Hard to believe "Three Days of the Condor" is 34 years old, because it was such a damned prescient movie. And now, in light of this latest military report, I expect that our government won't even try to hide a "blood for oil" foreign policy once the American public is clamoring for it:

The US military has warned that surplus oil production capacity could disappear within two years and there could be serious shortages by 2015 with a significant economic and political impact.

The energy crisis outlined in a Joint Operating Environment report from the US Joint Forces Command, comes as the price of petrol in Britain reaches record levels and the cost of crude is predicted to soon top $100 a barrel.

"By 2012, surplus oil production capacity could entirely disappear, and as early as 2015, the shortfall in output could reach nearly 10 million barrels per day," says the report, which has a foreword by a senior commander, General James N Mattis.

It adds: "While it is difficult to predict precisely what economic, political, and strategic effects such a shortfall might produce, it surely would reduce the prospects for growth in both the developing and developed worlds. Such an economic slowdown would exacerbate other unresolved tensions, push fragile and failing states further down the path toward collapse, and perhaps have serious economic impact on both China and India."

Who are they kidding? It's going to put major economic and social stresses on what's left of the United States economy, because China's selling us all those cheap goods.

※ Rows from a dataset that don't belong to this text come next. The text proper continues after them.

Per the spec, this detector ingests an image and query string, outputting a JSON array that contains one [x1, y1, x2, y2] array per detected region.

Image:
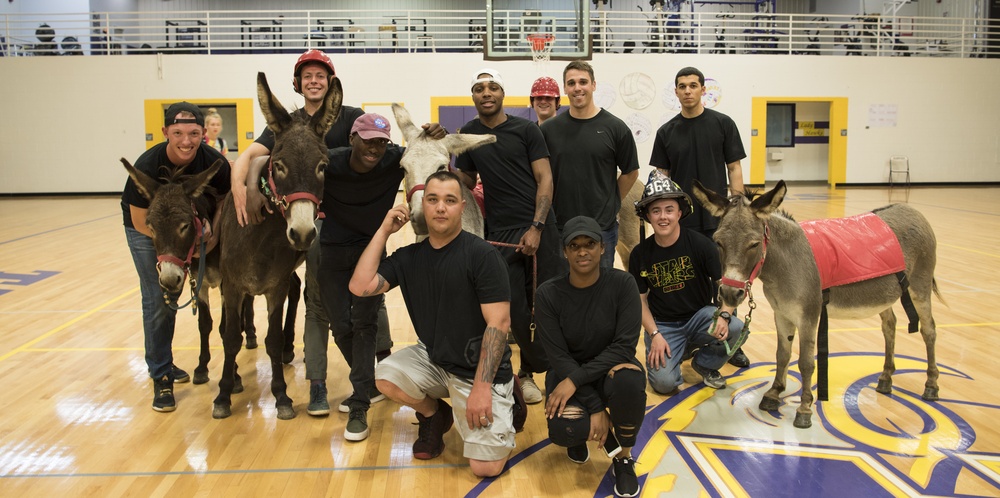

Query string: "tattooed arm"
[[465, 301, 510, 429], [348, 204, 410, 297]]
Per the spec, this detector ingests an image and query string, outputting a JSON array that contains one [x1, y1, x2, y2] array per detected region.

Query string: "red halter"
[[722, 222, 770, 290], [267, 156, 324, 219]]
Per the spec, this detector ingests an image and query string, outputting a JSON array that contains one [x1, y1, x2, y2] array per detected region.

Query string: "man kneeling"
[[350, 171, 515, 477]]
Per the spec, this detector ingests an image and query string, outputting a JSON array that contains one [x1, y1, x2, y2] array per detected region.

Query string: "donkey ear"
[[309, 76, 344, 138], [392, 103, 422, 142], [691, 180, 729, 218], [257, 72, 292, 135], [441, 133, 497, 154], [121, 157, 160, 202], [750, 180, 788, 219], [182, 159, 222, 199]]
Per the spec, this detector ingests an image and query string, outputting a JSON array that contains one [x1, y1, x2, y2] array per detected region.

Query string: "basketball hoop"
[[525, 33, 556, 64]]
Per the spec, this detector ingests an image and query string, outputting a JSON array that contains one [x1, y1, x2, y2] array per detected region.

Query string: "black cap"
[[563, 216, 604, 247], [163, 102, 205, 127]]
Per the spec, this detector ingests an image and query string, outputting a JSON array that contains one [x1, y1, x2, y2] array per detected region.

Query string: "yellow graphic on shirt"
[[643, 256, 695, 294]]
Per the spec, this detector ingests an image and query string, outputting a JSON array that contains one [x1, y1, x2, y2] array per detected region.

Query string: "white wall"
[[0, 49, 1000, 193]]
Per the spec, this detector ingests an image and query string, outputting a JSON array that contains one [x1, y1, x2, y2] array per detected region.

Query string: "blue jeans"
[[125, 227, 177, 381], [643, 306, 743, 394]]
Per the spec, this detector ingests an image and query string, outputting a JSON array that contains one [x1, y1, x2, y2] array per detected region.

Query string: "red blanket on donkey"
[[799, 213, 906, 289]]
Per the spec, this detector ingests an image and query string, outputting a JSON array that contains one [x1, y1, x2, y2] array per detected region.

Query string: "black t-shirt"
[[319, 145, 403, 246], [455, 115, 554, 232], [649, 109, 747, 230], [378, 231, 513, 384], [121, 142, 230, 228], [544, 109, 639, 230], [628, 228, 722, 322], [535, 268, 642, 413], [256, 105, 365, 150]]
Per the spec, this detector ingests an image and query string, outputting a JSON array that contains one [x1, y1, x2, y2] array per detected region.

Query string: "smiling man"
[[542, 61, 639, 268]]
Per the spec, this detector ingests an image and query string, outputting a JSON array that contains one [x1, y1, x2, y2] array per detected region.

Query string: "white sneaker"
[[521, 375, 542, 405]]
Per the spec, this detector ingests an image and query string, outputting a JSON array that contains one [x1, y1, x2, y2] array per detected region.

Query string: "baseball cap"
[[163, 102, 205, 126], [563, 216, 604, 247], [469, 68, 506, 91], [351, 112, 392, 140]]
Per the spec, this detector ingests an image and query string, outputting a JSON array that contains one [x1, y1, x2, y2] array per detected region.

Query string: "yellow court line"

The US military says its views cannot be taken as US government policy but admits they are meant to provide the Joint Forces with "an intellectual foundation upon which we will construct the concept to guide out future force developments."

The warning is the latest in a series from around the world that has turned peak oil – the moment when demand exceeds supply – from a distant threat to a more immediate risk.

[...] Future fuel supplies are of acute importance to the US army because it is believed to be the biggest single user of petrol in the world. BP chief executive, Tony Hayward, said recently that there was little chance of crude from the carbon-heavy Canadian tar sands being banned in America because the US military like to have local supplies rather than rely on the politically unstable Middle East.

But there are signs that the US Department of Energy might also be changing its stance on peak oil. In a recent interview with French newspaper, Le Monde, Glen Sweetnam, main oil adviser to the Obama administration, admitted that "a chance exists that we may experience a decline" of world liquid fuels production between 2011 and 2015 if the investment was not forthcoming.